Professor of Philosophy Emeritus (1929-2015)

Interests: Philosophy of Language, Mathematical and Philosophical Logic, Epistemology, Philosophy of Science (including Cognitive Science), Philosophy of Mathematics, History of Philosophy (Aristotle, Descartes, Kant, Peirce, Wittgenstein)

After a sojourn at Harvard as a Junior Fellow (1956-59), Jaakko Hintikka held professorial appointments at the University of Helsinki, the Academy of Finland, and Florida State University. From 1965 to 1982 Dr. Hintikka was also associated with Stanford University, and in 1990 joined Boston University.
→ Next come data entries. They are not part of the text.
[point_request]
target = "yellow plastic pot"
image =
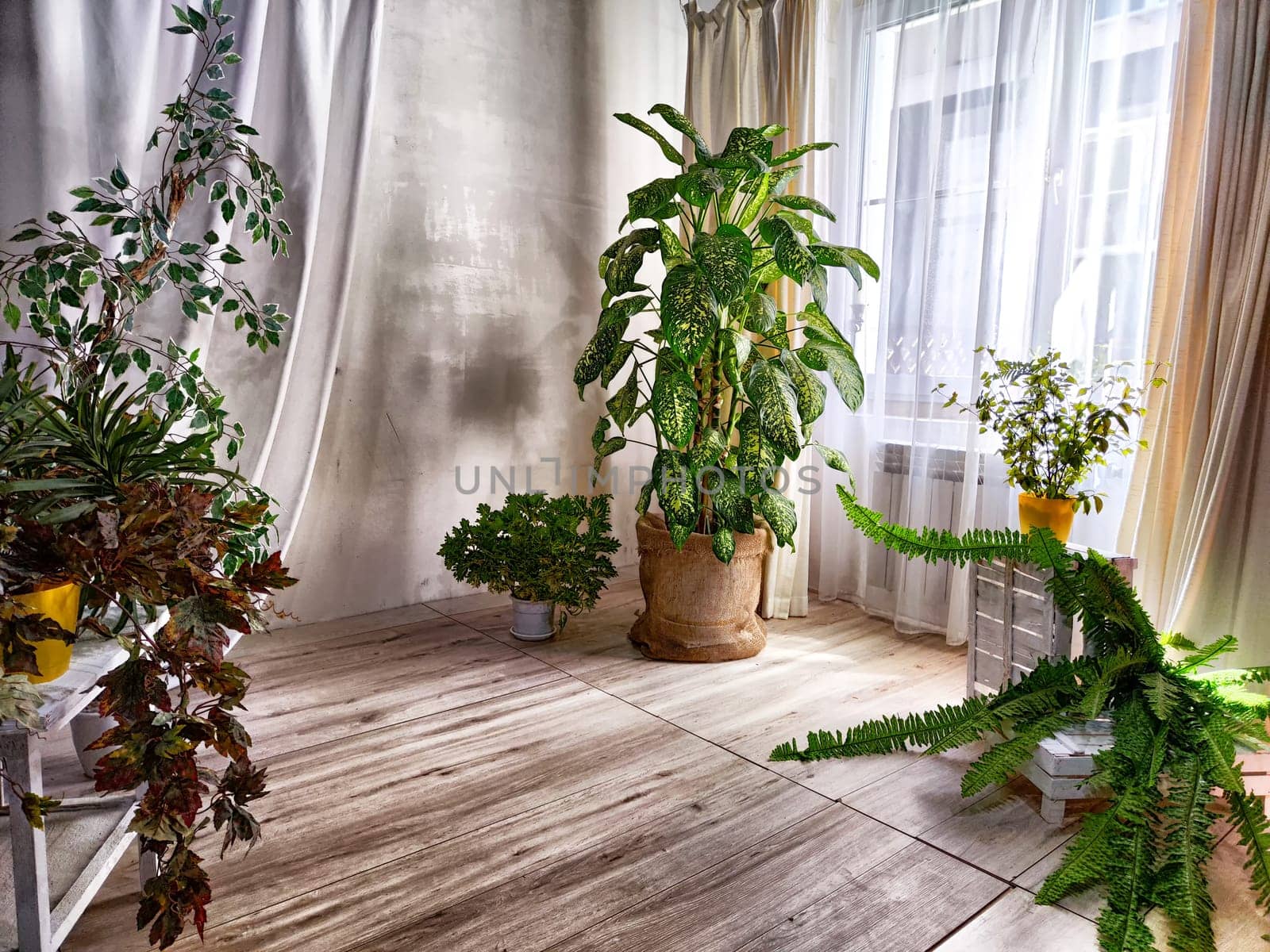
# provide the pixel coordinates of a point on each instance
(61, 605)
(1053, 514)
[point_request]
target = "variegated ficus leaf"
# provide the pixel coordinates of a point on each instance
(687, 313)
(675, 406)
(724, 258)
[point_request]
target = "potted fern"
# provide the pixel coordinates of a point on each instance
(1053, 431)
(546, 552)
(1178, 730)
(729, 382)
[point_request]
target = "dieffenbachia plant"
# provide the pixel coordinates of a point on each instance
(729, 381)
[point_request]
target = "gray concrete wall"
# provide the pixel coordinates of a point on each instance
(495, 178)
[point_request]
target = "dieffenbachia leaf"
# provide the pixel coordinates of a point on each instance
(698, 186)
(802, 150)
(676, 489)
(724, 545)
(743, 146)
(708, 451)
(806, 386)
(725, 258)
(687, 313)
(622, 405)
(670, 152)
(652, 201)
(840, 359)
(804, 203)
(772, 393)
(679, 122)
(760, 313)
(733, 505)
(780, 516)
(600, 348)
(675, 406)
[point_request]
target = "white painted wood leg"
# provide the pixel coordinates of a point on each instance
(29, 857)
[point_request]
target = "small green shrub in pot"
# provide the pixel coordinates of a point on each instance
(544, 551)
(1054, 429)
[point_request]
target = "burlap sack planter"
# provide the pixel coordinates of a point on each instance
(695, 607)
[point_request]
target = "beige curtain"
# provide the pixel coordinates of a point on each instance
(752, 63)
(1198, 517)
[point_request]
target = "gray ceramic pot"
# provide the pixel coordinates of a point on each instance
(533, 621)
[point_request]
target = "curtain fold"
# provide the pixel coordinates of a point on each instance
(1003, 163)
(82, 83)
(752, 63)
(1199, 509)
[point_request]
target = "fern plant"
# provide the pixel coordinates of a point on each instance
(1178, 729)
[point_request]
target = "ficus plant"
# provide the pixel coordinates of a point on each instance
(114, 473)
(1053, 427)
(1178, 730)
(539, 549)
(730, 382)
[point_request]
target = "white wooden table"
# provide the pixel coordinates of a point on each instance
(55, 873)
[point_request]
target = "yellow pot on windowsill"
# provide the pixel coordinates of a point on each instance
(61, 605)
(1053, 514)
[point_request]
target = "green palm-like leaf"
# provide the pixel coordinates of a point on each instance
(687, 313)
(772, 393)
(675, 406)
(670, 152)
(725, 258)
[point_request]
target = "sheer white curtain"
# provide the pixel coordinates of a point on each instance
(1003, 160)
(82, 84)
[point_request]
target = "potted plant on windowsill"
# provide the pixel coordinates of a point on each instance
(546, 552)
(1054, 429)
(730, 384)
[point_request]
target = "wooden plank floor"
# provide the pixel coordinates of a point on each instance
(437, 785)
Dr. Hintikka is known as the main architect of game-theoretical semantics and of the interrogative approach to inquiry, and also as one of the architects of distributive normal forms, possible-worlds semantics, tree methods, infinitely deep logics, and the present-day theory of inductive generalization. He has authored or co-authored over 30 books and monographs that have appeared in nine languages. Five volumes of his Selected Papers (Kluwer Academic) appeared in 1996-2003. Jaakko Hintikka has edited or co-edited 17 volumes and authored or co-authored over 300 scholarly papers. A comprehensive examination of his thought appeared in 2006 as the volume The Philosophy of Jaakko Hintikka in the series Library of Living Philosophers.

The honors Jaakko Hintikka has received include the John Locke Lectureship at Oxford (1964), the Hägerström Lectureship at Uppsala (1983), the Immanuel Kant Lectureship at Stanford (1985), the Wihuri International Prize (1976), a Guggenheim Fellowship (1979-80), and honorary doctorates from the University of Liège (1984), the Jagiellonian University of Cracow (1995), and the Universities of Uppsala (2000), Oulu (2002), and Turku (2003). Most recently, he has been awarded the Rolf Schock Prize for Logic and Philosophy (2005) for his pioneering contributions to the logical analysis for modal concepts, in particular the concepts of knowledge and belief.